# Installing Packages & Environment Setup

In [None]:
!pip install pandas-gbq --quiet
!pip install google-cloud-bigquery pandas
!pip install --quiet google-cloud-bigquery
from google.colab import auth
auth.authenticate_user()
import pandas as pd
from pandas.io import gbq
import matplotlib.pyplot as plt
import seaborn as sns
import plotly.express as px
from google.cloud import bigquery

# EXECUTIVE SUMMARY

In [None]:
def executive_summary():
    print("Executive Summary")
    print("------------------")
    print("This project explores the Bitcoin Cash blockchain by analyzing block-level data using BigQuery.")
    print("Our primary objective was to build a predictive model that determines whether a block exceeds")
    print("500KB in size based on metadata such as block version, number, and time since the previous block.")
    print()
    print("After cleaning and preparing 5,000 rows of blockchain data, we trained a Decision Tree Classifier.")
    print("The model achieved strong performance with an overall test accuracy of 91%.")
    print()
    print("Key results:")
    print("- Precision (for large blocks): 0.79")
    print("- Recall (for large blocks): 0.80")
    print("- F1-score (for large blocks): 0.79")
    print()
    print("The model demonstrates solid predictive power and highlights potential for deeper analysis")
    print("on blockchain behavior using machine learning techniques. Future improvements could include")
    print("tuning model hyperparameters, testing ensemble models, or analyzing trends across time windows.")

executive_summary()


# Project Connection

In [None]:
project_id = 'proven-wavelet-457219-u4'
client = bigquery.Client(project = project_id)

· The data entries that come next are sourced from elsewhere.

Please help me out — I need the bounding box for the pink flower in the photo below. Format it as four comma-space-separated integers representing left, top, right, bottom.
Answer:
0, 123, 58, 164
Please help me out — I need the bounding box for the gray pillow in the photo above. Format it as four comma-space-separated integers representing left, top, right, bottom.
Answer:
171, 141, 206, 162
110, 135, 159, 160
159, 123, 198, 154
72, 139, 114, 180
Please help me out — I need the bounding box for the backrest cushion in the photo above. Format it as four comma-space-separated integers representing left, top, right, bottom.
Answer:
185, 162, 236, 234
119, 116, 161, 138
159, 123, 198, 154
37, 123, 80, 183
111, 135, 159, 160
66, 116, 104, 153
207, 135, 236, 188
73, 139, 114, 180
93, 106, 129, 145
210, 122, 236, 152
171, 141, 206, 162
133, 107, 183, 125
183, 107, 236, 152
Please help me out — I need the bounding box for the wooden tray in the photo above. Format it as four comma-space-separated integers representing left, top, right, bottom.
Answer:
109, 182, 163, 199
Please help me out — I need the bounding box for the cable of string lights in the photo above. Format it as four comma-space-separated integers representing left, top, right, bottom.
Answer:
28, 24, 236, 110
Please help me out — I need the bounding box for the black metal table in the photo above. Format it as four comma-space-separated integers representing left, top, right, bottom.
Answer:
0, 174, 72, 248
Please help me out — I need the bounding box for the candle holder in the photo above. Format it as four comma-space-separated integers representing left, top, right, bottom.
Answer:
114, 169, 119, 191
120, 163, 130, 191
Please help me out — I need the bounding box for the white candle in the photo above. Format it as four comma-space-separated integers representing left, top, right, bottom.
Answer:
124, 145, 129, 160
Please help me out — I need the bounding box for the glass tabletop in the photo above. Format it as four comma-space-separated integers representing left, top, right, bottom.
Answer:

# Dataset Description & Preview

In [None]:
def describe_dataset():
    print("Dataset Description")
    print("--------------------")
    print("The dataset used in this project is sourced from BigQuery’s public dataset:")
    print("`bigquery-public-data.crypto_bitcoin_cash.blocks`.")
    print()
    print("Each row in the dataset represents a block on the Bitcoin Cash blockchain.")
    print("The following variables were selected for modeling:")
    print("- size: The size of the block in bytes (used to create the target variable).")
    print("- version: The block version number.")
    print("- number: The block height (its position in the chain).")
    print("- nonce: A value miners vary to find a valid hash (excluded from final model).")
    print("- time_since_last_block: Time difference (in seconds) between this and the previous block.")
    print()
    print("The target variable `label` was engineered as a binary indicator:")
    print("- 1 if the block size > 500,000 bytes")
    print("- 0 otherwise")
    print()
    print("After filtering and cleaning, the final dataset contains 5,000 rows and 4 predictor features.")
    print("This dataset was suitable for a binary classification task.")

describe_dataset()


In [None]:
query = """
SELECT *
FROM `bigquery-public-data.crypto_bitcoin_cash.blocks`
LIMIT 10
"""

result = client.query(query).result().to_dataframe()
result.head()

## EDA RESULTS and VISUALS

# Query 1: Block sizes over time

In [None]:
query1 = """
SELECT
  DATE(timestamp) AS date,
  AVG(size) AS avg_block_size
FROM `bigquery-public-data.crypto_bitcoin_cash.blocks`
GROUP BY date
ORDER BY date
"""
df1 = client.query(query1).result().to_dataframe()

In [None]:
px.line(df1, x='date', y='avg_block_size', title='Average Block Size Over Time').show()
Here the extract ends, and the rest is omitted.